6. Upload security — the main part

This is where the most expensive bugs live. The baselines are the OWASP File Upload Cheat Sheet and Unrestricted File Upload.

  • Content validation + an extension whitelist + a size limit — three checks together, not instead of one another.
  • An SVG with an embedded <script> → XSS when viewed; SVG is either forbidden, sanitized, or served as an attachment rather than rendered inline.
  • No execution in the upload folder: no .php/.jsp interpretation; storage outside the webroot; a separate domain/subdomain for user content.
  • Download response: a correct Content-Type, X-Content-Type-Options: nosniff (so the browser doesn’t “guess” HTML inside an image), Content-Disposition: attachment for non-viewable types.
  • RCE via processing: vulnerable libraries (ImageMagick “ImageTragick”, Ghostscript, ffmpeg) are patched; processing runs sandboxed/constrained.
  • SSRF if “upload by URL” exists: the server doesn’t reach 169.254.169.254/internal addresses; file://, gopher:// schemes are blocked.
  • Antivirus scan (e.g.

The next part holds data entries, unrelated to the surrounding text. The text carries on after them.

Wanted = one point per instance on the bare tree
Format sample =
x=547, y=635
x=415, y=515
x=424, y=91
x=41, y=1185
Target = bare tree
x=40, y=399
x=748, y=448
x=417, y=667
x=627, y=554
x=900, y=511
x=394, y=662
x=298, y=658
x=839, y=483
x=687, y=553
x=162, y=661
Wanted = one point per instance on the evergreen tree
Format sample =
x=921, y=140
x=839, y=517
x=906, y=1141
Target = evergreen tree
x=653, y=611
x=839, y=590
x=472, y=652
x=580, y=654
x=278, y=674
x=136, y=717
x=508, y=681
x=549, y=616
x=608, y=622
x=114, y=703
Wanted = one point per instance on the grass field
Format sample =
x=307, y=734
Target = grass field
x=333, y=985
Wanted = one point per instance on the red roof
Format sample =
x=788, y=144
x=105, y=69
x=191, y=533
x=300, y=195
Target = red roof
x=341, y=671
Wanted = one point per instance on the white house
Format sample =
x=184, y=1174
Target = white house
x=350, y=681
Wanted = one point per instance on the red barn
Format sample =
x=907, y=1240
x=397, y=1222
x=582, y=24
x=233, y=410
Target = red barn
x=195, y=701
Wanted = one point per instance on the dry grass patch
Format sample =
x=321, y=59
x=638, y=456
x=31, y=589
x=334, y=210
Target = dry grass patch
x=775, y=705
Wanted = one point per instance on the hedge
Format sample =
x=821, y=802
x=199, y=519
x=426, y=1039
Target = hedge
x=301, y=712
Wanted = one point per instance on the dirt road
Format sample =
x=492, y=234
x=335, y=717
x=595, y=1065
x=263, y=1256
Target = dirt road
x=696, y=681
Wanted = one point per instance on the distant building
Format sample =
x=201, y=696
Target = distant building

ClamAV) for documents/attachments; the EICAR test file is actually caught.
  • Null byte and double extension (file.php%00.jpg, file.php.jpg) don’t bypass the check.

7. UX states and accessibility

  • A clear error: why the file was rejected (type? size? name?), not just “Error”.
  • All states are visible: empty → selected → uploading(%) → success → error → retry.
  • A custom dropzone is keyboard- and screen-reader-accessible (a native <input type=file> under the hood, aria-label, progress announced via aria-live).
  • The preview doesn’t break the layout (a vertical/panoramic photo, a transparent PNG, a broken file → placeholder).
  • A hint about allowed formats and the limit — before the attempt, not only in the error text.

Flat checklist (save it)

  • Type detected by content (magic bytes), not by extension/Content-Type
  • Whitelist of types and extensions, size limit — on the client and the server
  • 0 bytes, limit, limit±1, giant file, decompression/zip/pixel bomb
  • Path traversal in the name (../), own name (UUID), original in metadata
  • Long name 255+, dots/spaces, reserved names, RTL override
  • Unicode/emoji in the name; special chars escaped in UI and Content-Disposition
  • Duplicate names don’t overwrite and don’t serve someone else’s file
  • Button / drag&drop / paste / camera — a single result
  • Multiple: a broken file in the batch doesn’t kill the rest, progress per file
  • Progress/cancel/pause; cancel leaves no junk on the server
  • Connection drop → clear error, retry without duplicates, input not lost
  • Slow network/mobile, backgrounding during upload
  • Double click = one request; the button is disabled
  • EXIF: orientation honored, GPS/metadata stripped
  • Files outside the webroot, served via a controller with a permission check
  • No IDOR: someone else’s file isn’t fetchable by id/name; private — signed URLs
  • SVG not rendered inline (sanitize/attachment) — no XSS
  • No .php/.jsp execution in the upload folder
  • nosniff + correct Content-Type + Content-Disposition: attachment
  • Processors (ImageMagick/Ghostscript/ffmpeg) patched, sandboxed
  • Upload-by-URL doesn’t do SSRF (internal addresses/metadata/file://)
  • Antivirus scan; EICAR is caught
  • Null byte and double extension don’t bypass the check
  • Quota/storage limit handled without a 500
  • Clear errors and all states (empty/uploading/success/error)
  • Dropzone keyboard- and screen-reader-accessible; preview doesn’t break layout

Bottom line. A file upload is a mini-form with its own physics: content beats extension, the name can’t be trusted, the network drops, and “check by the dot” validation opens RCE. Run this checklist on any upload field — and you’ll close most of the “boring” bugs and a couple of very expensive ones at once.